In stage one, the company will mine the oxide ore at Mabilo down to 95 metres deep. Oxide skarn and high-grade supergene chalcocite will be crushed at a nearby carbon-in-leach processing plant (upgraded to a 300,000-tonne-per-year throughput), and trucked 40 km to the port of Larup for a DSO. DSO production will be 25,000 tonnes copper and 39,000 oz. gold, or 34,700 equivalent tonnes copper.
In stage two, primary ore will be processed through a plant on-site. The process plant will be built alongside the oxide mining phase and stage-two permitting process.
RTG says the processing plant would take 15 months to build and be a simple crush, grind and float operation producing three concentrates: a 27% copper and 21-gram-gold-per-tonne concentrate, a 3-gram-gold-per-tonne pyrite concentrate and a 65% magnetite concentrate. The plant would produce 38,300 equivalent tonnes copper a year.
Both stages are robust, with DSO enabling start-up and early cash-flow generation within four to five months of getting the DSO operating permits. Capital expenses for the DSO are relatively nominal at US$18 million, and the project could generate net operating cash flow after tax of up to US$68 million.
“The project is one of a few development opportunities that are profitable even today, with the cost profile of US80¢ per equivalent lb. copper, or US$425 per equivalent oz. gold, providing significant protection on the downside,” Magee writes.
Based on a 1.4-million-tonne-per-year treatment rate, the study projects a 33.4% after-tax internal rate of return at metal prices of US$5,000 per tonne copper, US$1,200 per oz. gold and US$50-per-tonne iron.
DSO capex and operating costs are an estimated US$17.4 million and US42¢ per equivalent lb. copper, while plant capex and opex costs run to US$161.4 million (plus US$24.4 million for plant pre-strip) and US80¢ per equivalent lb. copper.
Payback for the plant could take two and a half years.
“Given the high grade [north of 5 grams per tonne equivalent gold reserves] and lowest quartile cost profile, the project is highly leveraged to improvements in commodity prices,” Magee notes. “With just a 10% lift in the copper and gold price, the net present value of the project lifts by more than 30%.”

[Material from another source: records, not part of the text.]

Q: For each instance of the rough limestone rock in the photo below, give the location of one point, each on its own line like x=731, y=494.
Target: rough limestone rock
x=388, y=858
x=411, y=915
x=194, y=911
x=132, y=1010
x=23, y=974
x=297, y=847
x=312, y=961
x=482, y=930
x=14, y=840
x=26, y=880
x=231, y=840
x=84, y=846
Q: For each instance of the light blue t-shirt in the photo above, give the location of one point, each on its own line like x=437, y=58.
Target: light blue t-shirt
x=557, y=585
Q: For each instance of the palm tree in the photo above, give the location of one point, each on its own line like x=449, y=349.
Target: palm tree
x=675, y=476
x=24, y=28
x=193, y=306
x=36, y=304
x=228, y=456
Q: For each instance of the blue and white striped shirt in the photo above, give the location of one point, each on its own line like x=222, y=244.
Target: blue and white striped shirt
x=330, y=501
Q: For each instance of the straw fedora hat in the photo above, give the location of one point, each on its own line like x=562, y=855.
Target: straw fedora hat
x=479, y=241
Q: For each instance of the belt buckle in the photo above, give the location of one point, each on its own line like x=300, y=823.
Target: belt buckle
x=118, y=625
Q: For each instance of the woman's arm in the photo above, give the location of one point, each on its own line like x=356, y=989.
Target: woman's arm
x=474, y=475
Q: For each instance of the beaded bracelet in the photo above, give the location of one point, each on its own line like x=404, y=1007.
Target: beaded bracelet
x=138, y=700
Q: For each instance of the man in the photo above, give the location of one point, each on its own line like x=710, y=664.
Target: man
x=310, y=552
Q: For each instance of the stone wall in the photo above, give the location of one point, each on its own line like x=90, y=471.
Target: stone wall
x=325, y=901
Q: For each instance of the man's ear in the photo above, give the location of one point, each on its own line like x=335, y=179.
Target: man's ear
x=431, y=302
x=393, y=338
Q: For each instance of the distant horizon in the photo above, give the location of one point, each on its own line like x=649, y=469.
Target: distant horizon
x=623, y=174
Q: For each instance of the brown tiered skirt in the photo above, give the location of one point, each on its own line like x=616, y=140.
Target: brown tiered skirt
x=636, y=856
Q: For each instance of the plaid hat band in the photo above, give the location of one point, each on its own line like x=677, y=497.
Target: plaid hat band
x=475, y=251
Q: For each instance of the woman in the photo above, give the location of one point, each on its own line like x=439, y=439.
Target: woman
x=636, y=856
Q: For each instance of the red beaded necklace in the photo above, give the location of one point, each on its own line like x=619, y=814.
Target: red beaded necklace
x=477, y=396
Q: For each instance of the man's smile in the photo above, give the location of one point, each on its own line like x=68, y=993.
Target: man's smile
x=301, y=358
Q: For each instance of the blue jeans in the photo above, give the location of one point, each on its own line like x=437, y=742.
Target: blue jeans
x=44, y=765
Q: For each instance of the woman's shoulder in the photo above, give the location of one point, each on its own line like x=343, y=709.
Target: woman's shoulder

Mabilo has total indicated resources measuring 8.9 million tonnes grading 1.9% copper, 2 grams gold, 9.8 grams silver and 45.6% iron, while inferred resources stand at 3.9 million tonnes averaging 1.5% copper, 1.5 grams gold, 9.1 grams silver and 29% iron.
Magee points out that it is early days in terms of determining scale and tonnage. “There is exceptional near-term growth potential, with the conversion of 1.6 million tonnes of inferred resources already falling within the pit shells, and high confidence in extensions along strike and down-plunge.
“Given we are one of the few new development projects that are financeable in this market, we have been pleased with the strong demand from both financiers and off-take parties keen to get involved,” she says.
Tara Hassan of Haywood Securities said in a research note that “with low [US$18-million] upfront capital costs for the first phase, RTG is well positioned to commence operations, with only minimal external funding required,” and added that “even after revising our estimates, we forecast that RTG can generate enough free cash flow in phase one to pay for 40% of the phase-two capital costs of US$186 million.”
But the analyst said that despite encouraging economics, “a number of technical areas returned negative surprises that resulted in weaker economics than we considered,” such as “higher capital costs for both phases, lower recoveries and payables, and a higher strip ratio.”
RTG last traded at 60¢ per share in a 52-week trading range of 33¢ to 75¢.